With the objective of achieving better investigation of engines-fuels by obtaining instantaneous quantitative imaging of in-cylinder processes, several steps have been taken for some years at Rutgers University. They are: (1) Construction of a new multispectral high-speed infrared (IR) digital imaging system; (2) Development of spectrometric analysis methods; (3) Application of the above to real-world in-cylinder engine environments and simple flames. This paper reports some of results from these studies.
The one-of-a-kind Rutgers IR imaging system was developed in order to simultaneously capture four geometrically (pixel-to-pixel) identical images in respective spectral bands of IR radiation issued from a combustion chamber at successive instants of time and high frame rates.
In order to process the raw data gathered by this Rutgers system, three new spectrometric methods have been developed to date: (1) dual-band mapping method; (2) new band-ratio method; and (3) three-band iteration method.
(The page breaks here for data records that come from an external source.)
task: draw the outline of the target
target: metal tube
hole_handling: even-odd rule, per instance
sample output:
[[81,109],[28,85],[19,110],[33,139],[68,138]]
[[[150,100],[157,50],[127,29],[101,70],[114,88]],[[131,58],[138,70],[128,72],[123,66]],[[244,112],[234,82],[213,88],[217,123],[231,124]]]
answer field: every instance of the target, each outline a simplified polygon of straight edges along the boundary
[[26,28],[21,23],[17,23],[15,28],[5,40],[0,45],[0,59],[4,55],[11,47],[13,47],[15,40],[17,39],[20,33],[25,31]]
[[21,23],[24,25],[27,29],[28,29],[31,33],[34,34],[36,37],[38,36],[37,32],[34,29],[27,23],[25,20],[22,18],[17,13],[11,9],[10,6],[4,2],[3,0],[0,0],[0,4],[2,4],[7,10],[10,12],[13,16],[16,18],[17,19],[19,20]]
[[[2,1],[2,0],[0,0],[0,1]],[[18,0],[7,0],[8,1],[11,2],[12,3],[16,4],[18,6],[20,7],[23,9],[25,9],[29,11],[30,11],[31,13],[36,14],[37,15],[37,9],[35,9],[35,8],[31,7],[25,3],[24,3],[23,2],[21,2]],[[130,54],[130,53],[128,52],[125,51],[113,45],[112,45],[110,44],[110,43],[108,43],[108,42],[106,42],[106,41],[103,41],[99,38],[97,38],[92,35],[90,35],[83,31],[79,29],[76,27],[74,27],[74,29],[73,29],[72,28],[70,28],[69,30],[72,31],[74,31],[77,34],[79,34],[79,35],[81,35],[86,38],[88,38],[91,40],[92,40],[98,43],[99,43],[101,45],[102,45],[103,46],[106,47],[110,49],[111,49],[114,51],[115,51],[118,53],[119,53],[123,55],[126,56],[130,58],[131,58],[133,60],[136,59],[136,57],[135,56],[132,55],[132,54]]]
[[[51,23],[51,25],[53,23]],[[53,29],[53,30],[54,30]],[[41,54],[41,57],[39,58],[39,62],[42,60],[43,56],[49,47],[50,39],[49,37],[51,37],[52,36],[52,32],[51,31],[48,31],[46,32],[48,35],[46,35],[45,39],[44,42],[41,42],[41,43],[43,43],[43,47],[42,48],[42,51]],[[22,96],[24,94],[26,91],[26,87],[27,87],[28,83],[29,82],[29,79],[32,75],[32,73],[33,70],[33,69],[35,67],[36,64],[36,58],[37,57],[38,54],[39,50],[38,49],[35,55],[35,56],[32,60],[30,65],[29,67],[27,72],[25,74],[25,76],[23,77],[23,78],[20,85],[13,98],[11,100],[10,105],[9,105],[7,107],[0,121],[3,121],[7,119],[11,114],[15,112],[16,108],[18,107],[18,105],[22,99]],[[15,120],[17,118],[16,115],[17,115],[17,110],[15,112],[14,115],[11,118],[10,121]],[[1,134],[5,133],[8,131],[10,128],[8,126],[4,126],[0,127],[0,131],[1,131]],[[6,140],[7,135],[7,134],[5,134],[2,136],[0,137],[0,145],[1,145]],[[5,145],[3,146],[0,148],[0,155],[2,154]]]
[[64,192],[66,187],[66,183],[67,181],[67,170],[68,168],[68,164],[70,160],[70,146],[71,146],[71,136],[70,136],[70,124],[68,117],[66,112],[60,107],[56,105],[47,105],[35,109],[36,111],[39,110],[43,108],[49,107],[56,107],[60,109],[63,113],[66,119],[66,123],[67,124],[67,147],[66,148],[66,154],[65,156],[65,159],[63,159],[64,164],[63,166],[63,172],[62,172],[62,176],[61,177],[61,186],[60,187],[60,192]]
The former two methods were developed to obtain instantaneous distributions of temperature and water vapor concentrations, and the latter method is to simultaneously find those of temperature, water vapor and soot in gaseous mixtures, i.e., to achieve quantitative imaging.
Applications of these techniques were made to both SI and CI engine combustion processes as well as bench-top burner flames. Discussion is made on the methods and new results.